Works out (up to a minus sign) as:

t = kT

where T is defined as above (temperature difference). The trick is in calculating k. That is left as an exercise for the reader

Simples!

I would be surprised if the temperature gradient across the joint was not important (but could be wrong), and therefore I suspect treating it as having a uniform temperature would be quite inaccurate.

In reply to andrewmcleod:
If you think that's a stab in the dark, you should see what astrophysicists get up to.

(P.S. I agree. Would be interesting to see the full numerical solutions vs that probably crap approximation)

In reply to James Jackson:
Ok my daughter and I have reviewed the problem, and after reading ewar's conveyer comments( and ignoring them) we have concluded that all these fancy calculations are already on a chip IN our microwave, so :-

Step 1 - select Defrost
Step 2 - select 'meat joint'
step 3- enter joint - Weight
step 3- remove any wrapping
Step -5 - switch on microwave.
Step -6 listen for a 'ting' sound.

Life is too short.

In reply to Jim C:


To explore mathematical curiosities? Nah, it's one of many available joys!

In reply to andy_e: assuming newtons law of cooling T(t)= 15-30exp(-kt) ?

In reply to Jim C: dunk in water..

In reply to James Jackson:

guilty... :P

Defrosting will take of the order of hours, to within an order of magnitude

In reply to James Jackson: logT=-kt+c

In reply to andy_e:

You should defrost in the 'fridge...

In reply to andy_e:
Ask a cook (or Google) rather than a physicist.

In reply to andy_e: AFAIK it depends on the silliness of the belt, the tightness of the trousers and the coefficient of hair floppyness

Andy F

In reply to andy farnell:

Has NOBODY got the answer yet?

In reply to malk:

Gah midnight typing. Indeedy.

The model clearly breaks down as setting T = 0 doesn't work.
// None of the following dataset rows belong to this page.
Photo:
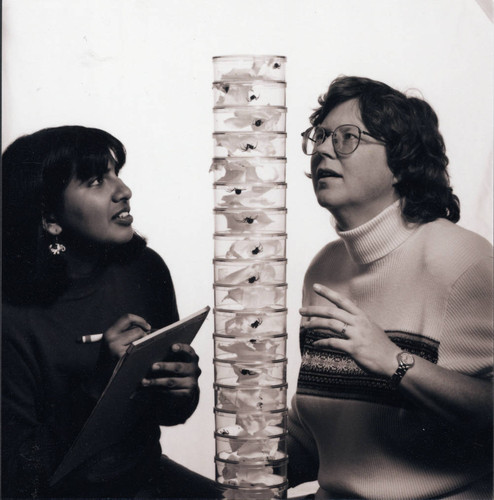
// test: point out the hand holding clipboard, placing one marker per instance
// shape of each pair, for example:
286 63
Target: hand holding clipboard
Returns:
99 431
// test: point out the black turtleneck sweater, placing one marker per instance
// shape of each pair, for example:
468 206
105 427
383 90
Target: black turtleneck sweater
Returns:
44 370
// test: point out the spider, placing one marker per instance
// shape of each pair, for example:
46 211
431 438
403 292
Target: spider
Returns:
257 249
253 96
248 146
244 371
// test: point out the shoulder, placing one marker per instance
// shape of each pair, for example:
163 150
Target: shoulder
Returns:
331 256
16 323
449 250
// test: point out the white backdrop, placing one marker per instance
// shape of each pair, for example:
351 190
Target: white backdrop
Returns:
142 70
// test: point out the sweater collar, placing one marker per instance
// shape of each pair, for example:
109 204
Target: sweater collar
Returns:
379 236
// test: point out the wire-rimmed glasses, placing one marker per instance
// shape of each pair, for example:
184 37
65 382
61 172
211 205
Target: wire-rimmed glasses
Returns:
346 138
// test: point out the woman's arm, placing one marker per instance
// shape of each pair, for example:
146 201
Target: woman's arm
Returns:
463 400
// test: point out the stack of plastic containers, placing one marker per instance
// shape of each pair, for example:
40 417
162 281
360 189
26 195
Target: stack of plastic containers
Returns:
250 275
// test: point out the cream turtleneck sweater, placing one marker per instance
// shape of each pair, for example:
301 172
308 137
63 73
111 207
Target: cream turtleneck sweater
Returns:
429 286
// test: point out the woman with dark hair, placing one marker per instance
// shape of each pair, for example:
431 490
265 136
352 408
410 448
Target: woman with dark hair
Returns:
394 390
73 266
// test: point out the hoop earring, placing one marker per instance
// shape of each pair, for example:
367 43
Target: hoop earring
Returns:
56 248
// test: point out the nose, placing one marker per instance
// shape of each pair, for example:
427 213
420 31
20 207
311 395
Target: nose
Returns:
122 191
326 148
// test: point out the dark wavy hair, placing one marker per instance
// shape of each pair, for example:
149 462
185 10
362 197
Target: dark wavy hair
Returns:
415 148
36 170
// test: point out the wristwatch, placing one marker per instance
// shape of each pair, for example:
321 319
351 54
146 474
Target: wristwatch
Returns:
405 362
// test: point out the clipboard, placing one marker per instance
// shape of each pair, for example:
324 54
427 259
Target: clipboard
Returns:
115 412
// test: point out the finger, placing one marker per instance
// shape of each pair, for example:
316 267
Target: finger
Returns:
129 336
171 383
169 368
129 321
333 343
333 325
336 298
313 312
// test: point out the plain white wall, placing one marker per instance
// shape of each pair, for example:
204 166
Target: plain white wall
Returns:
142 70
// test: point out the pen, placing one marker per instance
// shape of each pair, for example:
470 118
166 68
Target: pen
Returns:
89 339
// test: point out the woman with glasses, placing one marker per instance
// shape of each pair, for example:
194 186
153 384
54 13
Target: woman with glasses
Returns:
73 266
394 390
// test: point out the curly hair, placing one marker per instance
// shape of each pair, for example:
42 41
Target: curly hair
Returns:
36 170
415 148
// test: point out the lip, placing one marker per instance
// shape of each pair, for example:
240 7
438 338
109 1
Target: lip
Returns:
123 217
327 173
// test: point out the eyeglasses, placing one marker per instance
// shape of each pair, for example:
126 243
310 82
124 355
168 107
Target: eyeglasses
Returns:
346 139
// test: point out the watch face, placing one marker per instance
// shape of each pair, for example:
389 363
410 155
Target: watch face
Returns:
406 358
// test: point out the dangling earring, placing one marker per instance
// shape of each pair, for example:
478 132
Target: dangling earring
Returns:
56 248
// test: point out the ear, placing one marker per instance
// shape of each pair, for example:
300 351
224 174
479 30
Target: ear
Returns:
51 226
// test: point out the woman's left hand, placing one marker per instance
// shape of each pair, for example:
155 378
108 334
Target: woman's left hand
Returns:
358 335
178 375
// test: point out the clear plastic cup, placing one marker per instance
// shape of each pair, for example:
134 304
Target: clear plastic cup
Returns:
249 119
249 144
230 492
251 450
242 195
252 323
250 220
249 93
249 373
252 246
249 67
247 272
250 423
258 169
251 297
235 398
260 348
251 475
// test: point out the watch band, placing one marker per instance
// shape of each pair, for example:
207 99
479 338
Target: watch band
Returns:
405 362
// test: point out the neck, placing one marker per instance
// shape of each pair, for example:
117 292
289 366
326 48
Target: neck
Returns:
350 217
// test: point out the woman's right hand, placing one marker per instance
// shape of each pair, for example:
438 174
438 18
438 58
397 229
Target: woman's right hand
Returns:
125 330
115 342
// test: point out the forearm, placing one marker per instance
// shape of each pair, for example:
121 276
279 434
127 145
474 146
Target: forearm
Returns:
463 400
173 410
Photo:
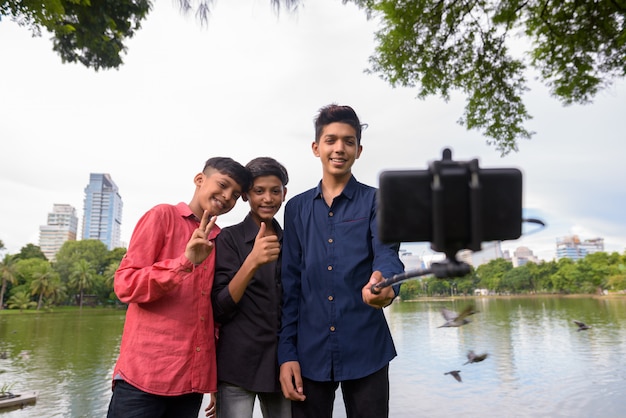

Need to take the limit as T->0 I suppose.

In reply to James Jackson:

All temperatures in any equation where you are using absolute, not relative temperatures, will need to use an absolute temperature scale (e.g. Kelvin). In such a scale, T=0 is a silly place anyway.

In reply to andy_e:


SPOILERS***
If you want just a simple answer with all the hard work done:
http://webserver.dmt.upm.es/~isidoro/bk3/c11/Heat%20conduction.pdf

Welcome.

In reply to andy_e:
From someone who's had the worst week of their life and is in for s pretty f***end up Xmas, thank you so much for this thread which Has had me in stitches.

In reply to andy_e:

It's a bit more complicated - basically a three stage sequential process. First you have to heat the pork up to 0C (mass x 15 x specific heat capacity), then you have to melt all the water in it (mass of water x specific latent heat of fusion of water), then you have to heat it all to 15C (mass x 15 x specific heat capacity). I would make the simplifying assumption that the room is very large and the air is circulating so you can always have air at 15C in contact with the pork ... then set up the equations for each stage!

In reply to Submit to Gravity:


I recall being in the chip shop in Spean Bridge in winter, a few years back, we had a coffee to warm us up whilst we waited for the fish to cook, the woman serving had forgotten to put the milk jug in the fridge, and left it on the counter, the milk was frozen solid, she put it in the fridge again , presumably to defrost.

In reply to malk:

Quite. Big bowl, bucket or spare sink, and cover the wrapped joint in water. It'll be ready by tomorrow tea time.

In reply to andrewmcleod:

Nah, it still breaks down. Now it's not 1am, the complete equation is:

dT(t) / dt = -k(T(t) - Ta)

where Ta is the atmospheric temperature. Solving this gives:

T(t) = Ta + (T0 - Ta) * exp(-kt)

where T0 is the initial temperature of the object. Solving for fully defrosted implies T(t) = Ta, which still results in a log(0). Makes sense as it's an asymptotic process.